Kade brought over a desk lamp — the best light he could find — and went to work getting fibers and moss out of the huge claw mark on her back, washing it every so often with a saline rinse that had also been in the first aid kit. She was still bleeding, but thankfully, the blood had slowed to a trickle instead of a gush.

Still, she was in trouble. She didn’t have much more to lose.

Daniel cut a sleeve off, then gently tugged her shirt out from under her. Then, with his fingertips, he gently brushed the light brown hair off the back of her neck, carefully placing the wet, dirty strands behind her head.

In that moment, Kade looked up at his mate’s face, and he saw himself reflected there.

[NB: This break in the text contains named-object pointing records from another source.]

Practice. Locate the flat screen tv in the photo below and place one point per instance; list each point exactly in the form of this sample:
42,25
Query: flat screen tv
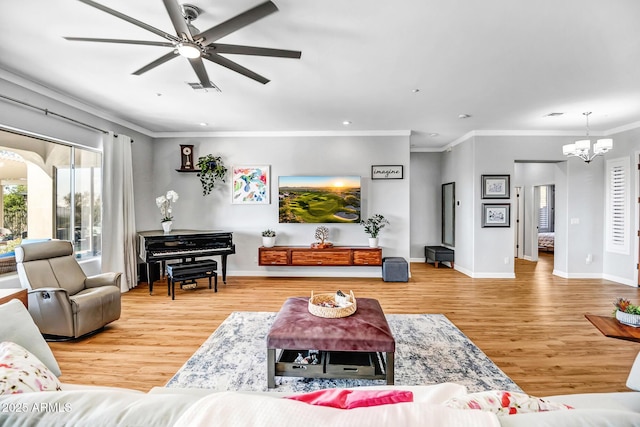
319,199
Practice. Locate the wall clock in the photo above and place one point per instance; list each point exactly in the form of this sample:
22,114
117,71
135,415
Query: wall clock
186,156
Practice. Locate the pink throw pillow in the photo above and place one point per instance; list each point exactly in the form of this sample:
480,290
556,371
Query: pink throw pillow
503,402
349,399
22,372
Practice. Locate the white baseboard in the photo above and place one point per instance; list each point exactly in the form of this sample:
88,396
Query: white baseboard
304,272
559,273
621,280
494,276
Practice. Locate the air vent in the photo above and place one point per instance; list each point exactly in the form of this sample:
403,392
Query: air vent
198,86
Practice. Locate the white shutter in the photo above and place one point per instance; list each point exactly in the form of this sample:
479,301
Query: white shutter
617,211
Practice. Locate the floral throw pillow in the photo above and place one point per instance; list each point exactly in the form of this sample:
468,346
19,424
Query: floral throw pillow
22,372
503,402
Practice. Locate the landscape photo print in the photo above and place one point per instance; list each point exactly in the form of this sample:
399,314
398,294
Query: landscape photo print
319,199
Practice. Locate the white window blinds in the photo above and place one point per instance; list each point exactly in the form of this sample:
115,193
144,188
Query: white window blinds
617,211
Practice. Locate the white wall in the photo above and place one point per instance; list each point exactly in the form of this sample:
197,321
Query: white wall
622,267
291,155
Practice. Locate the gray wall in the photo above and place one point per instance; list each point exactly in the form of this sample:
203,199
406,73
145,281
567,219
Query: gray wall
479,252
580,196
290,155
426,199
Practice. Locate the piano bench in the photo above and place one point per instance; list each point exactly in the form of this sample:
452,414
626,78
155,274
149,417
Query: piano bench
191,270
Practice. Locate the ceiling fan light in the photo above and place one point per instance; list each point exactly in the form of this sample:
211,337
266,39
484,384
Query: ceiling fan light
583,145
188,50
603,145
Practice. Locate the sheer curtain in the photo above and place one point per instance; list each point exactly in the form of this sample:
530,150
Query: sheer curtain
118,220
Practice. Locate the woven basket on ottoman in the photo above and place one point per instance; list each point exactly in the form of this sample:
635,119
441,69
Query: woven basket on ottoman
317,309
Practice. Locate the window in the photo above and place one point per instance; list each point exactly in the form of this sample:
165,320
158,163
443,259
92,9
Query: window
617,213
49,190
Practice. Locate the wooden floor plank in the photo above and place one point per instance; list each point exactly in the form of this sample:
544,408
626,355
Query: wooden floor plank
533,327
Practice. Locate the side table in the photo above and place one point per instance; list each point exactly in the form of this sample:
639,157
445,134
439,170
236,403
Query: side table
7,295
611,328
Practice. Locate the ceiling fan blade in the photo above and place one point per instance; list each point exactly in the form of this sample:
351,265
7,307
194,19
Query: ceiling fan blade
157,62
130,20
237,22
252,50
142,42
179,23
201,72
236,67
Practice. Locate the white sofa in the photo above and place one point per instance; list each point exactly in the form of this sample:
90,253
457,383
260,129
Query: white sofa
91,406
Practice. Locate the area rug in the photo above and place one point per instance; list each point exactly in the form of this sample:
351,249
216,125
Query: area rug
429,350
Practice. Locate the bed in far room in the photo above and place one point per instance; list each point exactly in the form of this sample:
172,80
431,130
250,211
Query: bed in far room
545,241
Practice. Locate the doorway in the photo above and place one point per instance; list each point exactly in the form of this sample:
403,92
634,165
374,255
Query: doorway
546,218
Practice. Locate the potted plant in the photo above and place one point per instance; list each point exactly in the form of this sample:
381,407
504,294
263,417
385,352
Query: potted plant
627,313
164,203
212,169
372,227
322,237
268,238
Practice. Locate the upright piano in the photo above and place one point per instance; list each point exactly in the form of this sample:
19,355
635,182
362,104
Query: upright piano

Neither of them knew why, but they’d both fight fifty wolves for this girl. A hundred. The number didn’t matter.

“Who is she?” Daniel asked softly, his face determinedly neutral.

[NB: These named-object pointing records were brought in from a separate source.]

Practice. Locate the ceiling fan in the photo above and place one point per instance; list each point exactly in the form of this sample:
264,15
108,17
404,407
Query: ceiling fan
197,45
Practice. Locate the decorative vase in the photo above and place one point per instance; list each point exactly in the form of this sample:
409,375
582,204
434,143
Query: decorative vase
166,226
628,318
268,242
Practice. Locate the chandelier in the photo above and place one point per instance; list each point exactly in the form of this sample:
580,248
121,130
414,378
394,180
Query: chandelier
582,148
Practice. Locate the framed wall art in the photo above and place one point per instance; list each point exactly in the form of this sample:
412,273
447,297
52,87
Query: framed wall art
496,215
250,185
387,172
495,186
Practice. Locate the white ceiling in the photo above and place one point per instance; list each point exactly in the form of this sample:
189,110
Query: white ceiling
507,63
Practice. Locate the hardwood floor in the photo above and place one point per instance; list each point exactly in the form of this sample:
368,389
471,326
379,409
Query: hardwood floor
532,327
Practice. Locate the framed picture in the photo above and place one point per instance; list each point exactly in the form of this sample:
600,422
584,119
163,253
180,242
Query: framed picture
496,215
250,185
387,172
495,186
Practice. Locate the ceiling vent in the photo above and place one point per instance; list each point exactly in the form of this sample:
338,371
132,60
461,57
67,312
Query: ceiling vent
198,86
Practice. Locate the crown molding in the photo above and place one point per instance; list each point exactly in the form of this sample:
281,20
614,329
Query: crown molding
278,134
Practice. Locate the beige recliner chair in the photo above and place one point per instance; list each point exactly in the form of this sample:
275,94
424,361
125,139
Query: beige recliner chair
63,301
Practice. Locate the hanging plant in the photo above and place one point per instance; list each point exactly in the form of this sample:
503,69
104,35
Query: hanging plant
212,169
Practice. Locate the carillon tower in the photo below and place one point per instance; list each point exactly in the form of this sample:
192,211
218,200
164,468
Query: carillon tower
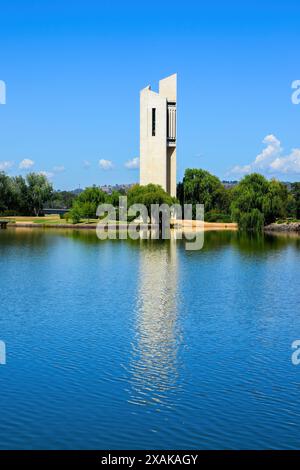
158,135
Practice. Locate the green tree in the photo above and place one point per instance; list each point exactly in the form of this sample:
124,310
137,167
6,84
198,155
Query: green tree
201,187
268,200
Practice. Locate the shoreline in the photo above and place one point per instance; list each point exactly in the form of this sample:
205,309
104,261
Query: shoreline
194,226
285,227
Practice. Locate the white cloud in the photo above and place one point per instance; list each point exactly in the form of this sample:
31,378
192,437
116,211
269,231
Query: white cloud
26,164
59,169
5,166
133,163
271,160
48,174
106,164
86,164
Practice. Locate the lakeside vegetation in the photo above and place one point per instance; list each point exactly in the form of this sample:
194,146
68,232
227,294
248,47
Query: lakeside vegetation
253,203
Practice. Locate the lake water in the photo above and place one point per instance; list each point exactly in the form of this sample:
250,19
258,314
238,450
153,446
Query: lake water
122,344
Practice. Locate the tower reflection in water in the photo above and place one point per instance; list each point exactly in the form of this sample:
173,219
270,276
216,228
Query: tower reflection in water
154,363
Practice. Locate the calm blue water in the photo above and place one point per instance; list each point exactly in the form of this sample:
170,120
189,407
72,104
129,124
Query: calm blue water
121,344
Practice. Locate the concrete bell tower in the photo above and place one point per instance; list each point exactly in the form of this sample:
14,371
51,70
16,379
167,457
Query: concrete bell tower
158,135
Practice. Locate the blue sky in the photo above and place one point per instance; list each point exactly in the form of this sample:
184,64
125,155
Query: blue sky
73,71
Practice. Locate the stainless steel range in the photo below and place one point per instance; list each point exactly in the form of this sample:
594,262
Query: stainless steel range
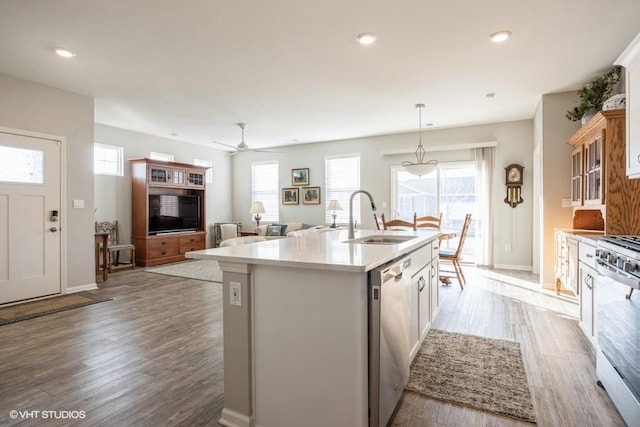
619,259
617,300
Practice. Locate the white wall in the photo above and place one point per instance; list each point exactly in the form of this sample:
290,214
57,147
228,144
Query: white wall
113,193
555,155
515,145
34,107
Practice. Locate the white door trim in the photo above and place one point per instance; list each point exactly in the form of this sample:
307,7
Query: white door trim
63,193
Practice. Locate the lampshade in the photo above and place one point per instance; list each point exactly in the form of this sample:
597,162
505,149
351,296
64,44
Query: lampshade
334,205
421,167
256,207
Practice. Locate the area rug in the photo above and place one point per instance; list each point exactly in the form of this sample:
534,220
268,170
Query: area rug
199,269
31,309
481,373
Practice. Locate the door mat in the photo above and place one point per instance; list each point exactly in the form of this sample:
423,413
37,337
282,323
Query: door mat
31,309
478,372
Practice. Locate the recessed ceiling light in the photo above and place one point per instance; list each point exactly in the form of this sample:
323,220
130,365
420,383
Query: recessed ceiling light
366,38
500,36
65,53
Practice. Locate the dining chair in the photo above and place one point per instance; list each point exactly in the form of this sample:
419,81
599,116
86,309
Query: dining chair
454,256
114,247
398,224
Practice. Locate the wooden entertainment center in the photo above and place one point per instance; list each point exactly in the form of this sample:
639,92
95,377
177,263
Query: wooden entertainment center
166,179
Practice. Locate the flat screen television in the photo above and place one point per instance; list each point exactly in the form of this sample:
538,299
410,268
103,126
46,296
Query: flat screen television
170,213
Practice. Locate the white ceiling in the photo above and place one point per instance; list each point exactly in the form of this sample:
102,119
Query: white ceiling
292,70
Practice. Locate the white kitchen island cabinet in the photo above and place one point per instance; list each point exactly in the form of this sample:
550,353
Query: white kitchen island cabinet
295,318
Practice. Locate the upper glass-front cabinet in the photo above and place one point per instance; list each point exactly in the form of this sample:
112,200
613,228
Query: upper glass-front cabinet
576,177
159,175
593,194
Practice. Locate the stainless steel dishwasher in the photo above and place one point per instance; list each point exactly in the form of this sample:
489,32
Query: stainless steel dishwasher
389,340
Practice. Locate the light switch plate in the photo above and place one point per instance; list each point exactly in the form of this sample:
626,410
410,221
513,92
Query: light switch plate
235,294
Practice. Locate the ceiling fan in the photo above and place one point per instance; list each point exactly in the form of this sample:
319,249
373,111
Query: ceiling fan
243,147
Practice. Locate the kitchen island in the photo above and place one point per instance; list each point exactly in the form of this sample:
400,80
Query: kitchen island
295,318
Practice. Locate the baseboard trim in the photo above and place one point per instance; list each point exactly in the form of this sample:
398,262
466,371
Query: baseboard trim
231,418
87,287
513,267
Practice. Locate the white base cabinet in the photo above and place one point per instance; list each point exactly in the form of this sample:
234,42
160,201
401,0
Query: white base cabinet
587,275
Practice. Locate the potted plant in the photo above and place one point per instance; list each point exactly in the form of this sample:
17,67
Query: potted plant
594,94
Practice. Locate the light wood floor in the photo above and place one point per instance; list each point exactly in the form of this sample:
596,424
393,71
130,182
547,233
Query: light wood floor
153,355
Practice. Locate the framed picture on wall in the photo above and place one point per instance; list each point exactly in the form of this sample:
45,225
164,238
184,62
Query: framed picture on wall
290,196
310,195
300,176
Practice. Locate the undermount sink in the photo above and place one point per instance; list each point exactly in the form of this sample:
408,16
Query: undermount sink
381,239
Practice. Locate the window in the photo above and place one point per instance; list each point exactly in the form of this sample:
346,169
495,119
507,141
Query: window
341,179
154,155
451,190
265,188
107,160
206,164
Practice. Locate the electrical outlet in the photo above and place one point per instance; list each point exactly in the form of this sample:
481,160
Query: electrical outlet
235,296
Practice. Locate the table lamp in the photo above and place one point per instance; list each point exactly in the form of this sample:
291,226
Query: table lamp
257,208
334,206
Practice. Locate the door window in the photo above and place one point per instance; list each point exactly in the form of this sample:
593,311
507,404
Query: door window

“I don’t know,” Kade said. He plucked a long blue strip of cloth from the wound, wincing as the girl gasped in her sleep. “She was about to shoot me.”

Daniel’s eyebrows went up.

“And?”

“And the wolves attacked her.”

Daniel went quiet again, carefully cutting up each of the girl’s pant legs. Despite his enormous size, he had fast, meticulous fingers, rough with callouses. He had no problem easily lifting each of the girl’s legs to yank her pants off. Now the girl was naked and face down on their kitchen table, still unconscious.

Kade stepped back and looked at his work. Her wounds were mostly clean now, though the table was an awful mess. If she lived, he’d probably hear about it from Daniel — he’d have to sand the table down to get the bloodstains out.

Daniel had made that table himself, years ago, when he and Kade had finally become mates. It was the place where they ate their meals, did their work, shared their lives. Daniel’s version of an engagement ring, almost, and now it was stained with a human’s blood.

Kade hoped that wasn’t a dire symbol of some kind.

Any other time, he thought, he’d have appreciated her body. Underneath the ugly, masculine clothes she’d been wearing, she was muscular but curvaceous, the sort of thing that ought to make his mouth water.

There was too much blood for that right now, and she was unconscious, besides.

“Kade,” Daniel said, his voice finally breaking through Kade’s thoughts. The other man stood at the foot of the table, his arms crossed. He looked somber.

Kade looked up at his mate.

“Her wounds are too deep,” Daniel went on. He had a powerful, low voice, but he rarely raised it. “She needs stitches.”

“I can’t give her stitches,” Kade said.

He felt the panic begin. Was this girl — this incredibly important girl, whoever she was — another person he couldn’t save?

How many are there going to be?He wondered, the adrenaline driving a spike though his heart.

He felt a big, warm hand on his shoulder, and there was Daniel, looking into his eyes.

“I’m not taking her to the hospital,” Kade said. “I’m not taking her anywhere they can get her.”

“Call your cousin Hunter,” Daniel said.

Then the girl gasped, and her eyes flew open.